Maybe more important, though, than the size of the context window is how good the model is at being able to work with all that information. One measure of that is the “needle in a haystack” performance — the model’s ability to pull out a single bit of data from its context when asked. But even more important than that is the model’s ability to reason over a very large context - not just pluck out a stray word. Gemini 2.5 has a million token context window (about 750,000 words), is potentially capable of at least 2 million tokens, and reasons very well over more than 100,000 words (perhaps over the whole 750,000). OpenAI’s o3 and o4-mini (200,000 token context windows or about 150,000 words) show similar strengths.
My point here is that the effectiveness of LLMs’ abilities to reason over long texts (many cases, several articles) has exploded since my first message to you about LLMs back in 2022. This unlocks qualitative changes in use cases. Whereas before you could maybe talk about a portion of an article or a single case or maybe two, now it might be possible to have intelligent conversation and analysis of more than a dozen long articles at a time.
(5) Over time, I expect the model offerings from the major vendors to become much simpler from the perspective of the user — with a single chat-like interface, whether text, audio, or video, that will invoke the model, tools, and capabilities appropriate for the task, without the user’s having to think about or select anything.

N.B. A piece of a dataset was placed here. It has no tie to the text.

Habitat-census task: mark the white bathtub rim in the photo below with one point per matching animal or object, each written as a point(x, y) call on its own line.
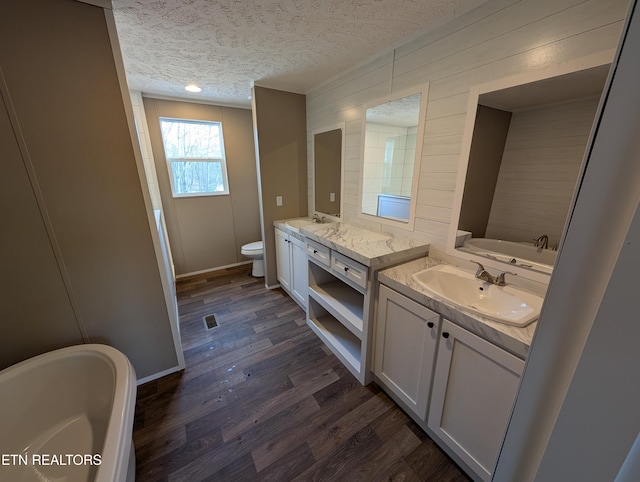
point(118, 440)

Just a chat box, and the model takes care of the rest.
I also expect the debates about AI to continue toward emotional polarization. This is unfortunate, I think, and yet another ill effect of broader cultural splintering. There are serious issues concerning environmental impact, workforce displacement, effects on expertise and general intelligence, the leveraging of bad actors (see, e.g., the recent reports on o3’s facility with virology: https://www.ai-frontiers.org/articles/ais-are-disseminating-expert-level-virology-skills), the contingent role of distinctively human and culturally-specific moral and legal reasoning, and, more speculatively, the potential runaway scenarios that international non-cooperation might make possible. There is a better way than uncritical buy-in or using “AI slop” as an all-purpose epithet. More on that at another time.
Ok, enough for now. Always happy to chat with any of you individually or collectively! Christian
p.s. Count me among those who do not believe disclosure can be the stable cornerstone of AI ethics in the longterm. But for now, because some of you have raised the issue, I will say that I have not used and do not plan to use AI in any of my actual academic writing or in any of these updates or other messages to any of you. (Thinking and feedback, yes, writing or even paraphrasing, no.) I do not suggest that that should be our norm or should otherwise be an ethical principle to which others should adhere. I’m uncertain, to put it mildly, about that. But for now at least, if you get something from me, it’s from me.